In 2008, when Sarah Palin entered the stage to debate her fellow vice presidential candidate, Joe Biden, she asked him first thing: "Hey, can I call you Joe?" It was a charming moment. In Palin's aw-shucks manner, she not only neutralized Biden as a formidable foe but reminded folks watching at home that she was just a gal from Wasilla, Alaska, who liked to keep things simple and personal. It may have been the only brilliant line to come from the then-governor of Alaska that night.

In reality, the reason she asked to call him Joe was because during debate preparations, according to her memoirs, she had called him "O'Biden." Obama, O'Biden, get it? Finally, her team advised her to just call him Joe.

A couple of years later, I asked Biden how much he had held back during the debate, figuring he had been instructed to treat her gingerly, to avoid appearing the bully or a show off.

He laughed and said, "A lot!"

But the truth is, Biden wouldn't have had to try very hard to be generous with Palin. Notwithstanding his handling of the 1991 interrogation of Anita Hill as chairman of the Senate Judiciary Committee when she testified against Supreme Court Justice Clarence Thomas for sexual harassment, he is naturally kind. And, as we've recently been reminded, affectionate.

Most important, in contrast to President Donald Trump, Biden is freighted with copious supplies of empathy. While his well-known personal losses have made him a fuller man capable of great compassion, Trump seems to have been born without the capacity to feel anything for others beyond their utilitarian value.

The question for Biden, who became the 21st Democrat to toss his hat in the ring, is whether he is tough enough to be president. And, given the youthful fervor of the Democratic Party these days, is he, at age 76, too old?

I'd never say someone is too old for a given job, assuming qualifications and good health. I might question why anyone would want to be president at any age, but Biden's explanation rings true. He is viewed by many as the candidate most likely to take Trump down.

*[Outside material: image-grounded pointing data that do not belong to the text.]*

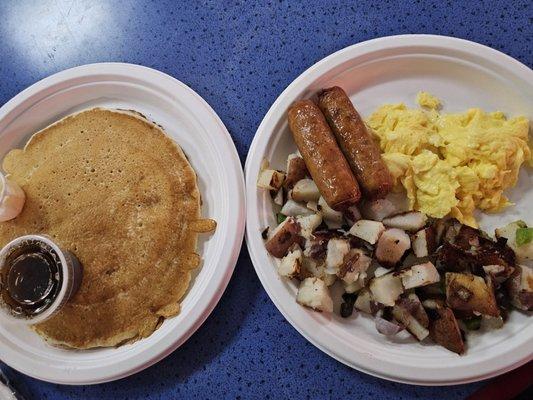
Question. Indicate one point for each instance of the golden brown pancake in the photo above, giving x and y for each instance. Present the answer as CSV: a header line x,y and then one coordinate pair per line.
x,y
115,190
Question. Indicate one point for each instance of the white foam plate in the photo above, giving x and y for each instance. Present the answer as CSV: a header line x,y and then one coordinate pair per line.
x,y
188,119
393,69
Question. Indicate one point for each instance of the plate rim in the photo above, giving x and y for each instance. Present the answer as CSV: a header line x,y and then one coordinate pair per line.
x,y
223,270
310,75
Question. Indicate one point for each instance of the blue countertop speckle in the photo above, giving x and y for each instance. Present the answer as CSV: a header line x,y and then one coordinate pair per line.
x,y
239,56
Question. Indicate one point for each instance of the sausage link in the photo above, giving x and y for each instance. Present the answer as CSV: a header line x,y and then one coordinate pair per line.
x,y
357,144
324,160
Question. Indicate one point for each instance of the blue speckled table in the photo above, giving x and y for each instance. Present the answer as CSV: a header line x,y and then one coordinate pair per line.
x,y
239,56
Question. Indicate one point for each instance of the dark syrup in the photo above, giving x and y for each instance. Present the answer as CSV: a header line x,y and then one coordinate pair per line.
x,y
31,278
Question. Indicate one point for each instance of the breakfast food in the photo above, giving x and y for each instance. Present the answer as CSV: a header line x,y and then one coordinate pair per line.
x,y
356,142
115,190
323,158
433,277
451,163
11,199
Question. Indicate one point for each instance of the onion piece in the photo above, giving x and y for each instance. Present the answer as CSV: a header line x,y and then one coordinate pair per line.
x,y
385,327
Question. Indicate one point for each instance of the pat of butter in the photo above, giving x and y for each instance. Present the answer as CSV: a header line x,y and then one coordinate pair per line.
x,y
12,199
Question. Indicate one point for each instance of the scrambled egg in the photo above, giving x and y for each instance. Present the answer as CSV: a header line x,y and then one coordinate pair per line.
x,y
451,163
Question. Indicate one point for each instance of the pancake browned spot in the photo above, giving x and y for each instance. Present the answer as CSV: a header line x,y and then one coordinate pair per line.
x,y
114,189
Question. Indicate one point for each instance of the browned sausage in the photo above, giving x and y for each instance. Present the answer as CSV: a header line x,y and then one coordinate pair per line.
x,y
356,143
324,159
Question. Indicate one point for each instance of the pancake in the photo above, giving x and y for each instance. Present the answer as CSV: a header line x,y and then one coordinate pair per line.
x,y
115,190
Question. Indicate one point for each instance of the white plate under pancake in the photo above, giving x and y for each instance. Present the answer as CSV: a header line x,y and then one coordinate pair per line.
x,y
393,69
188,119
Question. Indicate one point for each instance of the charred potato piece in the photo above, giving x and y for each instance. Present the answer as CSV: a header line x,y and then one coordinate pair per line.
x,y
410,221
470,294
411,314
520,288
424,242
283,237
450,257
444,329
391,247
270,179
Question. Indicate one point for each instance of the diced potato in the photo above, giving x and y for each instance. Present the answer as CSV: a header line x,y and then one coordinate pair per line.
x,y
278,198
283,237
332,218
386,289
354,264
391,247
520,288
270,179
424,242
410,221
329,279
420,275
312,205
379,209
353,287
363,301
368,230
305,190
380,271
296,170
470,294
294,209
336,251
444,330
404,312
308,224
314,293
291,264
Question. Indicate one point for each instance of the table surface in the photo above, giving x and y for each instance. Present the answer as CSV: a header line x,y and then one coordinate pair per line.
x,y
239,56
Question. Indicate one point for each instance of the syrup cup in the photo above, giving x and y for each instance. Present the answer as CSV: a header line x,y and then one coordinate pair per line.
x,y
69,269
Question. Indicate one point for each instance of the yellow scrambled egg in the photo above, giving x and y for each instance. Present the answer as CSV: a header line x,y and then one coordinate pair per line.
x,y
451,163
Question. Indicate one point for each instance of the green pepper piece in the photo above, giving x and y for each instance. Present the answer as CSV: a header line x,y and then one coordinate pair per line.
x,y
524,236
280,217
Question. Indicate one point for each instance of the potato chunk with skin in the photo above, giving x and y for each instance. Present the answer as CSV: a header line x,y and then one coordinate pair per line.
x,y
308,224
409,221
391,247
270,179
290,265
336,251
420,275
520,288
305,190
386,289
363,300
354,264
470,294
331,217
314,293
296,170
444,330
411,314
283,237
368,230
424,242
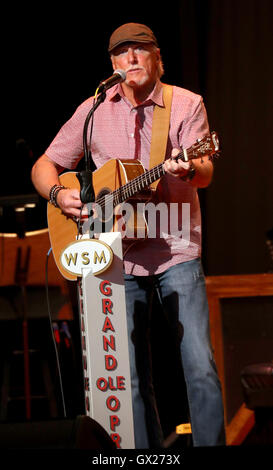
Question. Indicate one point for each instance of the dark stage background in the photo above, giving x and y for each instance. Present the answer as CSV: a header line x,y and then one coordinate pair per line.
x,y
221,49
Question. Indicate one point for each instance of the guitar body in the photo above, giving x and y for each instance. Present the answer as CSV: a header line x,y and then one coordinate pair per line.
x,y
111,176
121,180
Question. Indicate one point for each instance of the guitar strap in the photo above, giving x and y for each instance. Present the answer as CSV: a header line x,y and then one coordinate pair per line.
x,y
160,130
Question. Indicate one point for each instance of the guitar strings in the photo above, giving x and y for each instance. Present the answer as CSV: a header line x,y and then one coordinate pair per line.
x,y
140,182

To kill him with kindness, as it were, as well as with experience, knowledge, and a remarkable personal history.

That Biden isn't a cauldron of raging hormones, or shouting slogans of radical change, is likely more comforting than not to many Americans, including baby boomers who aren't dead yet and who tend to vote. Moreover, he's a longtime populist and activist for America's working class, thus perfectly positioned to woo back some of the almost 40 million white working-class Americans who voted for Trump.

Unlike Trump and Sen. Bernie Sanders - 72 and 77, respectively - Biden isn't a grumpy old man. He's got a megawatt smile and doesn't hide it behind a pout. He's imperfect, yes. But his malaprops and his too-affectionate ways are endearing compared with the boasts and bloody bombast of The Current Occupant.

Finally, age confers some privileges: Joe won't have to chop wood, shoot a gun, or perform any of the other "manly" stunts male candidates often do, presumably to convey strength, stamina, virility, or whatever. Really, hasn't this gimmick run its course? The presidency hardly requires that one mount a rough steed and spear an antelope for din-din. Besides, we've all witnessed Biden's suffering and profound grief. He doesn't have to prove a thing.

Come primary season, Biden may well be the only Democrat for whom Republicans could vote and, later, the only one who could graciously show Trump out. But all factors considered, he's not otherwise the obvious candidate. That person is a male veteran and a former Navy intelligence officer who studied at Harvard and Oxford as a Rhodes Scholar. Well-rounded, in other words. At 37, he's very young, but he speaks engagingly in ways that wouldn't strike fear in the elder heart.

Pete Buttigieg, who has served as mayor of South Bend, Ind., since 2012, is the Barack Obama of his generation, a composite of opposites generated by an anti-Trump algorithm. And he's today's quintessential candidate. The country may not yet be ready for a gay man and his husband in the White House, but Buttigieg is in my view the most significant voice in the presidential race.

And, hey, you can call him Mayor Pete.